Features
17.05.2013, Words by Anthony Walker

Yung Gleesh - Lazyness

Washington DC rapper Yung Gleesh, who we featured on our guide to some of the city’s brightest talent, calls his style “shitbag music”. It doesn’t have the immediate appeal of recent “vital” or “thrilling” micro-genres like cloud rap (an ambient style developed by a nebulous group of producers and focalised by the Oakland duo Main Attrakionz) or drill (the bleak style borne out of Chicago’s volatile gang violence, coined by older rappers King Louie, Pac Man and Big Homie Doe and really embodied by charismatic newcomers like Katie Got Bandz today) but it’s a starkly visceral and honest approach; a hyper-specific term adopted from a local hustler that Gleesh explained to the City Paper as: “Be a shitbag, be the worst type of person there is even though it’s not really permanent, it’s just for the time being. It’s for a reason.”

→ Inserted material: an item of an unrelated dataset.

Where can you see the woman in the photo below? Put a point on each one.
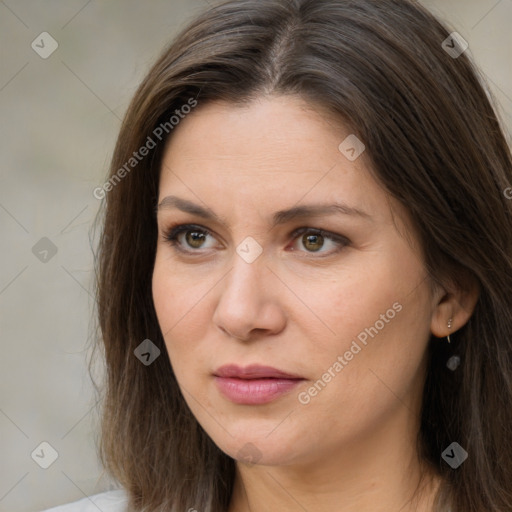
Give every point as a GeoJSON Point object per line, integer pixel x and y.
{"type": "Point", "coordinates": [305, 270]}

Gleesh spent his first two solo mixtapes, ‘Cleansides Finest’ 1 and 2, doing precisely that: jacking beats from other songs to tell sprawling accounts of everyday life and get his rep up. This free approach to appropriation coupled with his drawled nonchalant flow drew initial comparisons to Lil B, but a closer listen shows that he’s far more than a mere disciple. He recently spent some time in Atlanta recording with Gucci Mane and 1017 Brick Squad protégés like Young Thug and has released two new songs, Please in March and now Lazyness, that are some of his clearest expositions of “shitbag music” yet. Produced by Zaytoven, who – despite mostly featuring on local mixtapes and album tracks – is a factory of delirious beats, he tones down the frantic melodies and squashes them under a thick layer of bass to complement Gleesh’s tendency to unexpectedly fall back or jump forward on a track.

These idiosyncrasies are probably closer to Gucci Mane himself than Lil B, but where his inventive wordplay can go on endlessly, Yung Gleesh is liable to throw it all in the air and slouch. He’ll take on the character of a pleading junkie for a hook, for example, and whilst rampant multiplication is everything to most trap rappers he’ll openly admit that he’s fatigued. He knows it’s the antithesis to the grind and he’ll chastise a “a lazy bitch” or someone “50 years old, still drinking 40’s” but “it’s too early in the morning” and he’ll send a worker to run an errand instead of doing it himself. It’s a kind of simultaneous boast and effacement that’s typical of him, like describing his watch as a LaserDisc: big and shiny but also clunky and obsolete. Weighed under by a lifestyle he’s inherited, it’s more than just doing the wrong things for the right reasons, he has to be the wrong person too and it’s a slog.

His humour and love of DC’s impenetrable slang vividly colour his outlook, but that shouldn’t obscure the core importance of what Yung Gleesh is doing. Fat Trel, the defacto leader of the Slutty Boyz crew he is closely affiliated with, is often cited as a DC’s biggest rap hope because he is a highly proficient writer and a powerhouse rapper, but Lazyness shows that Gleesh has not only emotional range and charisma but the ability to make great standalone tracks too. A young street rapper putting everything down and stopping to say that life can be really difficult and exhausting? When so many are blindly celebrating their shine, that’s another kind of anthem to get behind.

Yung Gleesh’s mixtape ‘Ain’t Shit Changed’ is coming out sometime soon.